Principaux renseignements
- Les taxes élevées sur l’alcool poussent les consommateurs belges à acheter des produits alimentaires et des boissons alcoolisées à l’étranger.
- Les écarts de prix incitent les acheteurs de spiritueux à se rendre fréquemment dans les pays voisins.
- Selon Vinum et Spiritus, la fédération belge du secteur des vins et spiritueux, une baisse des accises pourrait stimuler les ventes sur le marché intérieur et, à terme, accroître les recettes fiscales.
L’économie belge et le Trésor public continuent de souffrir d’un problème systémique lié aux achats transfrontaliers. Selon les données de la fédération professionnelle Vinum et Spiritus, les résidents belges ont dépensé 708 millions d’euros en produits alimentaires et en boissons dans les pays voisins en 2025. Sur ce montant, environ 14 pour cent — soit 98 millions d’euros — ont été consacrés aux boissons alcoolisées.

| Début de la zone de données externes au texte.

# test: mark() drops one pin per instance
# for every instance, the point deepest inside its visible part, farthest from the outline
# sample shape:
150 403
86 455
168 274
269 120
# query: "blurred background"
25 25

L’impact des droits d’accise élevés
La fédération affirme que les taxes élevées détournent les consommateurs du marché intérieur. Elle cite notamment la hausse des droits d’accise sur l’alcool de 2015, qui devait générer 220 millions d’euros par an ; or, les recettes actuelles sont en réalité inférieures de 33 millions d’euros à ce qu’elles étaient il y a dix ans. Cela suggère que les fortes hausses de prix n’ont fait qu’inciter les Belges à effectuer leurs achats à l’étranger. Les spiritueux sont la catégorie la plus touchée, 8,7 pour cent de l’ensemble des dépenses consacrées à ces boissons étant réalisées hors de Belgique, le taux le plus élevé parmi tous les produits alimentaires et boissons.

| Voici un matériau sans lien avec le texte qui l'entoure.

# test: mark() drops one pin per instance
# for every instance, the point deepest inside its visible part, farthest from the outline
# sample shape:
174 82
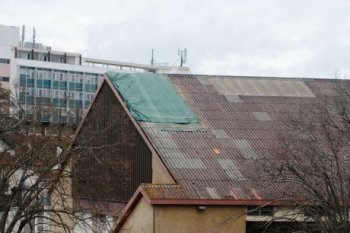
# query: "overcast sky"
233 37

Taxes qui pèsent sur les consommateurs
La charge financière pesant sur les consommateurs est illustrée par le cas d’une bouteille standard de 70 cl de whisky titrant 40 pour cent d’alcool. En Belgique, une bouteille de ce type coûte environ 16,79 euros, dont plus des deux tiers correspondent aux taxes (accises, TVA et contributions sur les emballages). Une étude menée par WHYFIVE montre que, tandis que les acheteurs de vin sont souvent attirés par un choix plus large à l’étranger, ceux de spiritueux sont principalement motivés par l’écart de prix significatif. Ce phénomène est particulièrement évident lors des voyages au Luxembourg, où l’achat de spiritueux constitue souvent l’objectif principal.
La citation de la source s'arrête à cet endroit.